I was amused to come across a photo essay about the Zundapp Janus, a German "bubble car" from the late 1950's.
The Roman legendary god Janus, for whom it was named, had two faces, one looking ahead to the future, and one behind to the past. The car had two doors, one in front of the driver, the other behind the rear seat. The two seats faced forward and aft, with the engine between them. The car was terribly underpowered, able to reach only about 50 mph (probably downhill, with a following wind), and had very little interior space if filled with its maximum of four adult passengers. Nevertheless, several thousand were sold in its first and only year on the market before being withdrawn in 1959.
Here's one of the original German film advertisements for the car.
A later review reminisced:
The two benches can be folded to form an ingenious double bed, with sleeping comfort being augmented by the detachable steering wheel. Luggage has to be accommodated via nets mounted in the doors and the options list included a heater, rear sun visors, a sunroof, duotone paint and, most importantly, a fake steering wheel for the rear-facing passengers to further traumatise any number of overtaking motorists.
A family friend in South Africa owned one, and I can remember being driven around in it. We kids thought it was a hoot to be able to open the back door and step in and out, instead of using a side-mounted door like every other car. I think we must have "mounted" and "dismounted" many more times than the vehicle actually moved. Being children, the novelty was the thing.
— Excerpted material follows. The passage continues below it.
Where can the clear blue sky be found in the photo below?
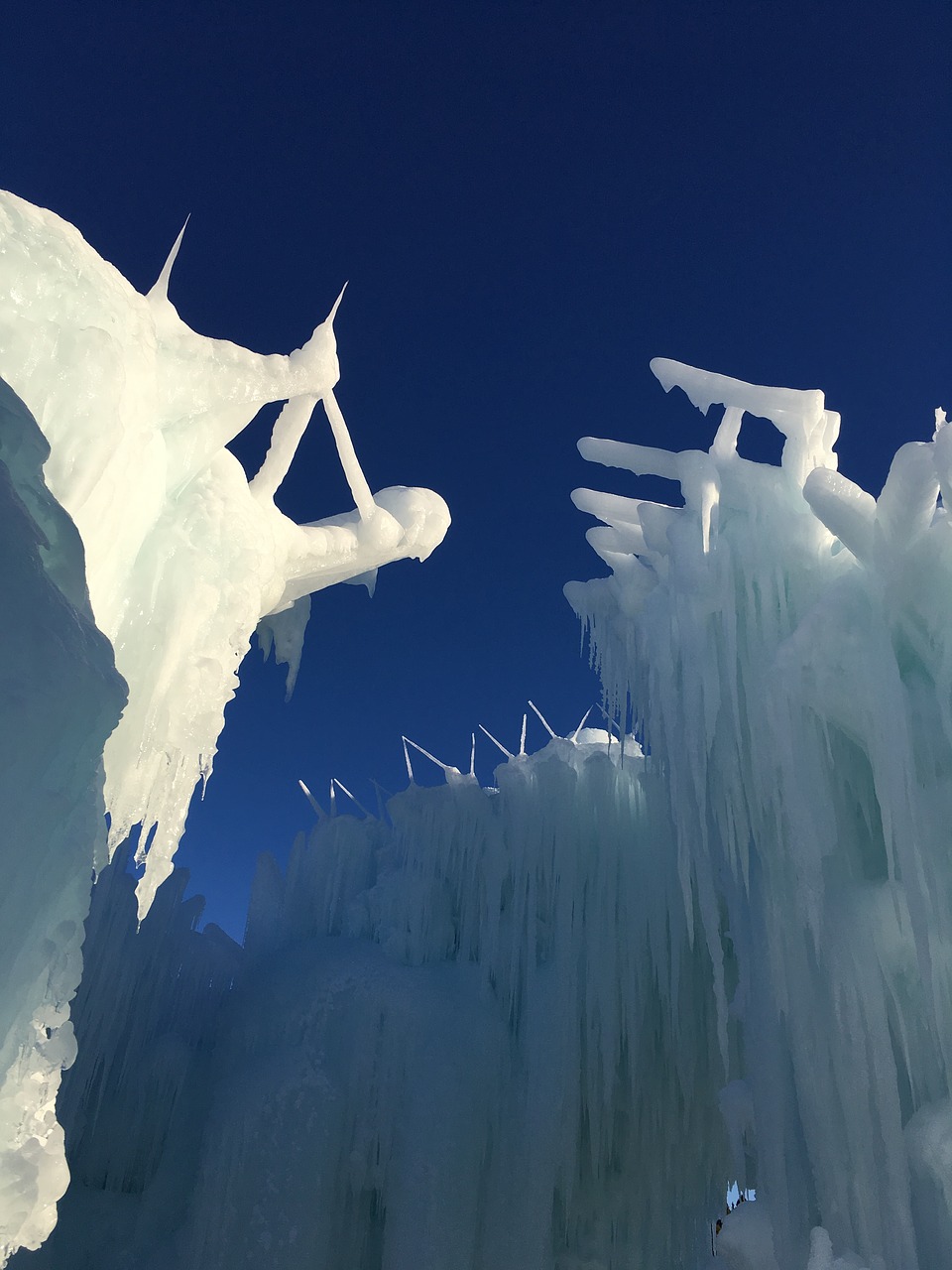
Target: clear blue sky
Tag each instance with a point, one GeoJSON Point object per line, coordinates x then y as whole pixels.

Do any of my readers remember the Janus, or any of the other "bubble cars" of the era? I also remember driving in an Isetta, #1 in the video list below, and one of the Messerschmitt vehicles featured as well. (The fun of riding in "a real Messerschmitt", while making appropriate machine-gun noises, never lost its appeal to a young boy - as did being a passenger in a first-generation Triumph Spitfire sports car!)
I shudder to think what health and safety experts would say about them if you tried to build bubble cars today . . . but they were fun.